There’s a really lovely article in the last issue of Harper’s on Palestinian poet Mahmoud Darwish (thanks for the tip, Matt). It’s not available to non-subscribers, so I’m cutting and pasting. And honestly, Harper’s is a great magazine and this article is just one more reason to
Unbeliever in the impossible:
The poetry of Mahmoud Darwish
By Robyn Creswell
He died of a broken heart, far from home. That is the sentimental version, not entirely untrue. Mahmoud Darwish, widely acknowledged as the national poet of Palestine, died last August following open-heart surgery at a hospital in Houston, Texas. After three days of official mourning in the West Bank, the Palestinian Authority organized a state funeral in Ramallah, where the body was laid to rest. The ceremonies were carried live on Al Jazeera and included eulogies by PA President Mahmoud Abbas and fellow poet Samih al-Qasim. Listening to those speeches—conventionally bombastic and anodyne—one couldn’t help remembering Darwish’s more mischievous imagining of his own funeral in his memoirMemory for Forgetfulness.
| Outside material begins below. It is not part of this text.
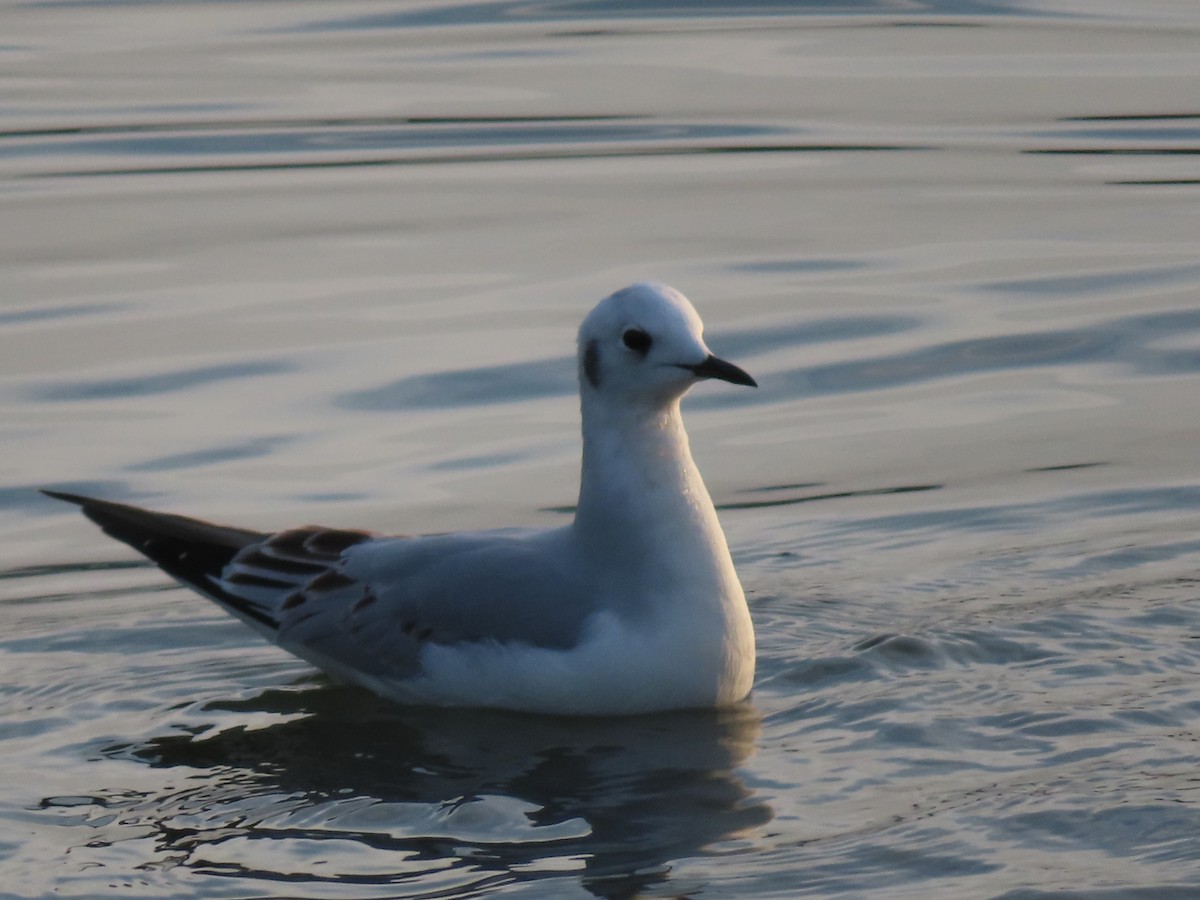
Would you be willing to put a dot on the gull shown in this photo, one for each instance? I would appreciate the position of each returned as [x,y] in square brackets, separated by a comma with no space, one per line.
[633,607]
Written in 1986, the book recounts a single day in Beirut during the summer of 1982, when the Israeli bombardment was especially heavy and death was very much on the poet’s mind. “I want a funeral with an elegant coffin, so I can peek out at the mourners,” Darwish thinks, listening to the bombs drop and savoring the anticipated pleasures of life after death: wreaths of red and yellow roses, a smooth-voiced master of ceremonies, broadcast recordings of his poems. But then, lying in the coffin, he hears the whispers of the bereaved:
“He was a womanizer.” “His clothes were much too fancy.” “The carpets in his house—you’d sink into them up to your knees!” “He had a mansion on the Côte d’Azur, a villa in Spain, and a secret bank account in Zurich.”… “We don’t know if he had a yacht in Greece, but he had enough seashells in his house to build a refugee camp.” “He lied to women.” “The poet is dead and his poems died with him. What’s left of him? His days are over. We’re through with his legend.”11. The titles above are the best and most recent translations of Darwish into English. He has had many different translators, and the quality of these texts is uneven. In the interest of consistency, I have provided my own translations.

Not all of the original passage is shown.